5. Shri Rahul Agarwal, appearing for the assessee-appellant, submits that the same amount has been added to the income of the assessee’s brother, Shri Ashok Kumar Varshaney, and thus the assessee’s explanation should have been considered. He further submits that in the explanation before the Assessing Officer it was clearly stated that the gold weighing 363.35 gms. valued at Rs. 2,89,693 found from locker No. 27A (S. Nos. 5 and 6 of the valuation report) was kept for the sister, Rekha Varshney, and deemed belonging to her and, therefore, instantly in the statement it was stated to belong to the sister, Rekha Varshney. He then explained the source of investment in gold (ticket) at serial No. 5 gold. He also tried to explain the investment in annexure A-4 page 42, which was recovered from the respondent that it relates to Shri Ashok Kumar Varshney and is out of income, which has been declared in the statement under section 132(4) and included in the income shown in his return The investment in gold cannot be treated as unexplained investment and as such there is no question of adding it at the prevalent rate of gold on the date of search It was also stated in his explanation dated November 24, 2007, that if any further information is required or the evidence does not satisfy the assessee may be informed so that he may furnish such evidence.

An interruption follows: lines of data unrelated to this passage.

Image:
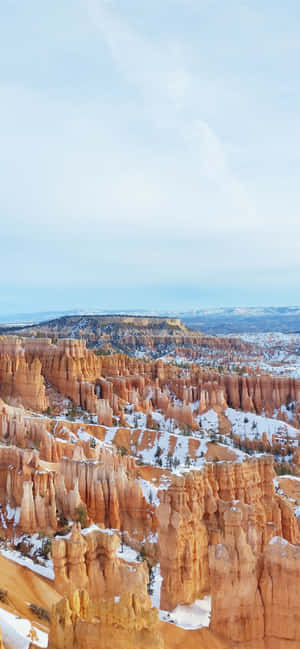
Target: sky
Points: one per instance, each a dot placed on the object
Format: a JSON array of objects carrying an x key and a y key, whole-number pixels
[{"x": 150, "y": 154}]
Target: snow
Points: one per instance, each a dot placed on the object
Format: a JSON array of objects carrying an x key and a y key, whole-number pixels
[
  {"x": 147, "y": 489},
  {"x": 279, "y": 540},
  {"x": 194, "y": 616},
  {"x": 156, "y": 586},
  {"x": 13, "y": 513},
  {"x": 45, "y": 571},
  {"x": 110, "y": 435},
  {"x": 210, "y": 421},
  {"x": 127, "y": 553},
  {"x": 252, "y": 426},
  {"x": 16, "y": 632}
]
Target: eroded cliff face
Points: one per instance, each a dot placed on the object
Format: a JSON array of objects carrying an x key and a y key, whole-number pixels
[
  {"x": 121, "y": 623},
  {"x": 88, "y": 560},
  {"x": 98, "y": 480},
  {"x": 105, "y": 602},
  {"x": 20, "y": 381},
  {"x": 255, "y": 596},
  {"x": 193, "y": 515}
]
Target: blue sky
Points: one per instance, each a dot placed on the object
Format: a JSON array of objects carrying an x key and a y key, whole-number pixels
[{"x": 150, "y": 153}]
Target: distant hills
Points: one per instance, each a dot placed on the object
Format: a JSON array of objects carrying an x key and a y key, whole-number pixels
[{"x": 215, "y": 320}]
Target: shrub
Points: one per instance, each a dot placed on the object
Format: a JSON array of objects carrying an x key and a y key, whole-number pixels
[
  {"x": 3, "y": 596},
  {"x": 46, "y": 548},
  {"x": 81, "y": 516},
  {"x": 40, "y": 612}
]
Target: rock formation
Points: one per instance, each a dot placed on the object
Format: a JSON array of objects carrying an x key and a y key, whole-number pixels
[{"x": 120, "y": 623}]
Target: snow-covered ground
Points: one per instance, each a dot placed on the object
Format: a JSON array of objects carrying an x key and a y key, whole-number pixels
[
  {"x": 194, "y": 616},
  {"x": 18, "y": 633},
  {"x": 32, "y": 561},
  {"x": 252, "y": 426}
]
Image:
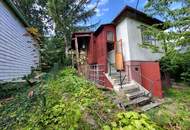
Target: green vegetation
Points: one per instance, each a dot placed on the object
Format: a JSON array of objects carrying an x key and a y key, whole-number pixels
[
  {"x": 132, "y": 121},
  {"x": 173, "y": 43},
  {"x": 66, "y": 101},
  {"x": 63, "y": 102},
  {"x": 175, "y": 113}
]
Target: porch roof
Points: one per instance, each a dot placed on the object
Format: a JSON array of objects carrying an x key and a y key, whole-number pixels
[{"x": 137, "y": 15}]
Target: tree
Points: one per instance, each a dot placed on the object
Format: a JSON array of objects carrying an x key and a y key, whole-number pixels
[
  {"x": 35, "y": 13},
  {"x": 70, "y": 16},
  {"x": 174, "y": 35}
]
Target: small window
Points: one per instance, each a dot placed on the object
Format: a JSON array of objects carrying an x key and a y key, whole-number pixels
[
  {"x": 147, "y": 38},
  {"x": 110, "y": 36}
]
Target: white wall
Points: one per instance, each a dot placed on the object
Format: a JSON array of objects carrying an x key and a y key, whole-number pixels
[
  {"x": 17, "y": 52},
  {"x": 130, "y": 34}
]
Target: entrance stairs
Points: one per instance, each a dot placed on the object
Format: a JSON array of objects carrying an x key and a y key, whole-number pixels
[{"x": 131, "y": 93}]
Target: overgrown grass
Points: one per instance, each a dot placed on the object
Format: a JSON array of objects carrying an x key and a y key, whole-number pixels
[
  {"x": 68, "y": 102},
  {"x": 64, "y": 101},
  {"x": 175, "y": 113}
]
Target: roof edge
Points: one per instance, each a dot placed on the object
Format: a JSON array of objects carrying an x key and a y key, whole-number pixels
[
  {"x": 16, "y": 12},
  {"x": 134, "y": 14}
]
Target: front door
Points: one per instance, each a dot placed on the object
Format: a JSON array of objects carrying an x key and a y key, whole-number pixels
[{"x": 111, "y": 58}]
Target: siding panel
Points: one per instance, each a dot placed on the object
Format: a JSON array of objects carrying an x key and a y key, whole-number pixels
[{"x": 17, "y": 52}]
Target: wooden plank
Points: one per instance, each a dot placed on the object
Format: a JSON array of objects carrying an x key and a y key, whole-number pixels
[{"x": 150, "y": 106}]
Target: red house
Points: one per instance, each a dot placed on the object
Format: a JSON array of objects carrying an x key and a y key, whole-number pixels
[{"x": 99, "y": 49}]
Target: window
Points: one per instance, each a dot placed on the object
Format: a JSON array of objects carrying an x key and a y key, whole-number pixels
[
  {"x": 110, "y": 36},
  {"x": 147, "y": 38}
]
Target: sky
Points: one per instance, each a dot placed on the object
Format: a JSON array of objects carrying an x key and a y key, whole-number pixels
[{"x": 108, "y": 9}]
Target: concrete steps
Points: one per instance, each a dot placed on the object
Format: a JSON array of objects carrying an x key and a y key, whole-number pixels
[
  {"x": 133, "y": 93},
  {"x": 150, "y": 106},
  {"x": 139, "y": 100}
]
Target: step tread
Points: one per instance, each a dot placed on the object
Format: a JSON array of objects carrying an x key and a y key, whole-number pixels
[
  {"x": 150, "y": 106},
  {"x": 138, "y": 100},
  {"x": 134, "y": 94},
  {"x": 129, "y": 87}
]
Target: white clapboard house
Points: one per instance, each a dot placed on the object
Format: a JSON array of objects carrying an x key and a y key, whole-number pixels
[{"x": 19, "y": 52}]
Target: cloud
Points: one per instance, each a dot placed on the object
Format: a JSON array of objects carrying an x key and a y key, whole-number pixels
[
  {"x": 103, "y": 2},
  {"x": 129, "y": 1},
  {"x": 101, "y": 12}
]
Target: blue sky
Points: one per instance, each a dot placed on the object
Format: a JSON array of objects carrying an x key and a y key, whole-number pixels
[{"x": 108, "y": 9}]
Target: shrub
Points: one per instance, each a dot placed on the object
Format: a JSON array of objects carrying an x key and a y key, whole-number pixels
[
  {"x": 65, "y": 101},
  {"x": 131, "y": 121}
]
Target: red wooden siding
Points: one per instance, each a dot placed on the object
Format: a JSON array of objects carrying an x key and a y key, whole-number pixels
[{"x": 151, "y": 70}]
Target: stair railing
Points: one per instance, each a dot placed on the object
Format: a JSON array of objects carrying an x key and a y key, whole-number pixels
[{"x": 110, "y": 72}]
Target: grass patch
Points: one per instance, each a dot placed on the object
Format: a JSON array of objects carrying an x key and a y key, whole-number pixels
[
  {"x": 63, "y": 101},
  {"x": 175, "y": 113}
]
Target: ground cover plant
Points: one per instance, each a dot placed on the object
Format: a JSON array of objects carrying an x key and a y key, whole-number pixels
[
  {"x": 175, "y": 113},
  {"x": 64, "y": 101}
]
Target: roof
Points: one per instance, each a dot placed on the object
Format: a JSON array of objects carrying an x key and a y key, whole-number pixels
[
  {"x": 18, "y": 14},
  {"x": 135, "y": 14},
  {"x": 101, "y": 27}
]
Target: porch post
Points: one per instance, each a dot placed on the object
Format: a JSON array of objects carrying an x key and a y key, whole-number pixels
[{"x": 77, "y": 51}]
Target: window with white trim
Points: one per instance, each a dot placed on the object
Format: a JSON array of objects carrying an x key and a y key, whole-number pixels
[{"x": 147, "y": 38}]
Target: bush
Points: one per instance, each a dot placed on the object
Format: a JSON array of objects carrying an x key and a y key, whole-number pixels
[
  {"x": 131, "y": 121},
  {"x": 64, "y": 102}
]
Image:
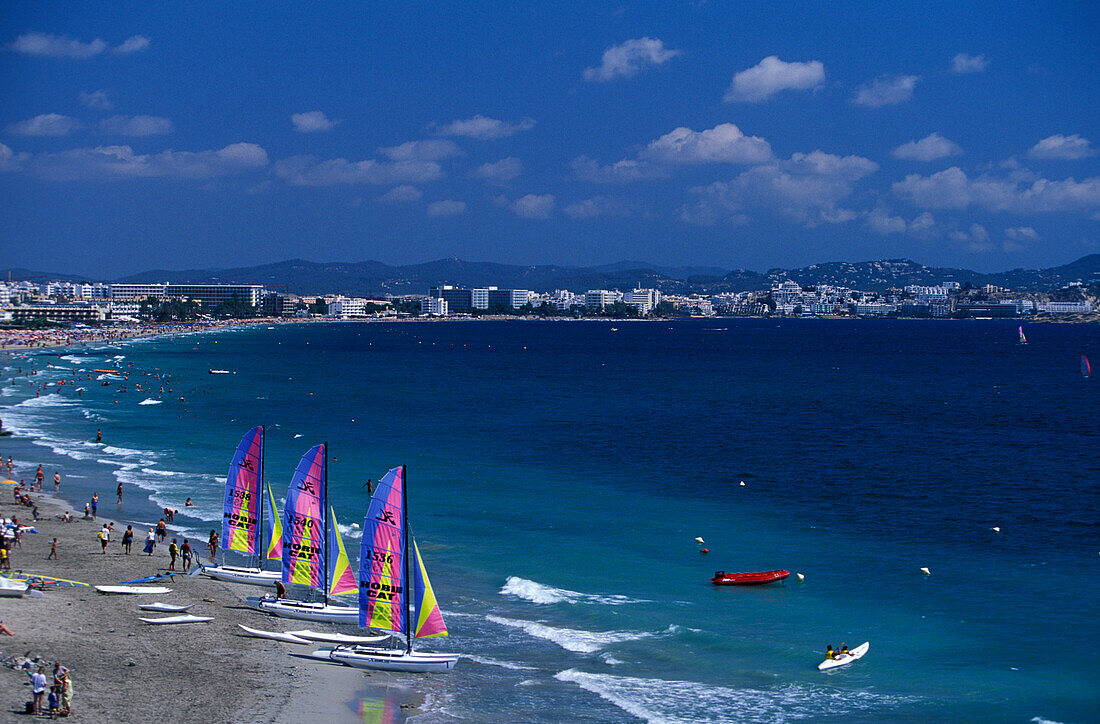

6. We find that the explanation of the appellant was considered by all the authorities and they clearly held that the two gold biscuits recovered from the locker of the assessee were not owned by Shri Ashok Kumar Varshney at the time of recording his statement while making declaration/surrender of undisclosed income. So far as the slip A-4 is concerned, the income-tax authorities recorded findings that the assessee has tried to get the benefit of that addition in his hands without sufficient evidence. The details recorded in the slip A-4 were the investment and not the actual quantity of gold, which was recovered from the locker of the assessee.

7. We are of the view that the findings recorded by the income-tax authorities are findings of fact on which no question of law as formulated in the grounds of appeal arise for consideration in this appeal.

8. The income-tax appeal is dismissed.